Many state and city representatives have expressed their concern with OMH’s decision, which, some have said, could take effect in as little as two or three months.

“I understand the drive to restructure health care in Brooklyn,” said state Assemblywoman Rhoda Jacobs (D-Flatbush/Midwood/Prospect Park South), “but this is a quality-of-life issue, and it is wrong to ask people, many of whom are severely ill, to go to Staten Island for care.”

Many nearby residents are also worried about the closing of Kingsboro, said Terry Hines, chairman of Community Board 17.

“Many people here are not comfortable seeking services outside of the neighborhood — many are likely to just forego services,” Hines said, adding that residents who are dependent on Kingsboro have been frustrated by the OMH’s decision to close the facility without community input. “It has gone through without concern for the public.”

A spokesperson for the Office of Mental Health, Leesa Rademacher, explained that the agency believes closing Kingsboro will improve care in the borough, saying it will free up money for outpatient clinic- and community-based care.

Rademacher added that OMH also hopes to minimize the jobs impact of closing Kingsboro. “Our planning will consider Kingsboro employees,” she said. “Specifically, many employees will continue to work in community services and residential positions or be offered employment at South Beach.”

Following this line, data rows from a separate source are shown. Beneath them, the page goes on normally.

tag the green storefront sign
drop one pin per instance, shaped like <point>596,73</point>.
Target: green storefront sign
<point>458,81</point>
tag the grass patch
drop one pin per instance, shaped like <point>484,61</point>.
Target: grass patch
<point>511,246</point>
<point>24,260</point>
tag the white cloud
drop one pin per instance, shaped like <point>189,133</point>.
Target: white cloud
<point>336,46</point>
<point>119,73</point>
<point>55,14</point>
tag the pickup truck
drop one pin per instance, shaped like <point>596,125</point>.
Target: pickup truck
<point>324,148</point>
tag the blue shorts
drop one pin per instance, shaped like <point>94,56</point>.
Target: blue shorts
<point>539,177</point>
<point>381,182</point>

The Brooklyn delegation to the City Council will meet with staff from DOH, OMH and Governor Cuomo’s office today in hopes of slowing down or stopping the closure.

“Let’s slow down and make sure we do this right,” Assemblywoman Jacobs later said, adding that many are hoping for more public involvement, and potentially to keep Kingsboro open.

“It’s a one-stop shop, and we need it,” she said.